I have a dataframe with two columns (age, date) indicating the age of a person and the current date. I want to approximate the date of birth from that data. I thought to fit a linear model and find the interception with the, but it does not work out of the box. Pandas does not support the ols()
function anymore.
import pandas as pd
import seaborn as sns
from pandas import Timestamp
age = [30, 31, 31, 32, 32, 32, 32, 32, 32, 32, 33, 33, 33, 34, 34]
date = [Timestamp('2001-02-10 00:01:00'),
Timestamp('2001-11-12 00:01:00'),
Timestamp('2002-02-27 00:01:00'),
Timestamp('2002-07-05 00:01:00'),
Timestamp('2002-07-20 00:01:00'),
Timestamp('2002-08-15 00:01:00'),
Timestamp('2002-09-08 00:01:00'),
Timestamp('2002-10-15 00:01:00'),
Timestamp('2002-12-21 00:01:00'),
Timestamp('2003-04-04 00:01:00'),
Timestamp('2003-07-29 00:01:00'),
Timestamp('2003-08-11 00:01:00'),
Timestamp('2004-02-28 00:01:00'),
Timestamp('2005-01-11 00:01:00'),
Timestamp('2005-01-12 00:01:00')]
df = pd.DataFrame({'age': age, 'date': date})

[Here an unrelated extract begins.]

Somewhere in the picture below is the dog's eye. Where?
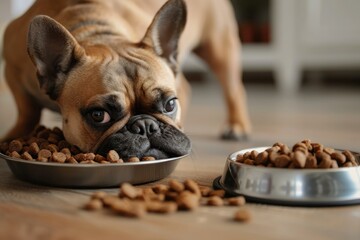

sns.regplot(df.age, df.date)
Throws an error:
TypeError: reduction operation 'mean' not allowed for this dtype
What is the best way to transform the data to something that can be fitted and transform it back to dates and estimate confidence intervals? Is there any package that can handle pandas.Timestamps out of the box? E.g. scikit-learn?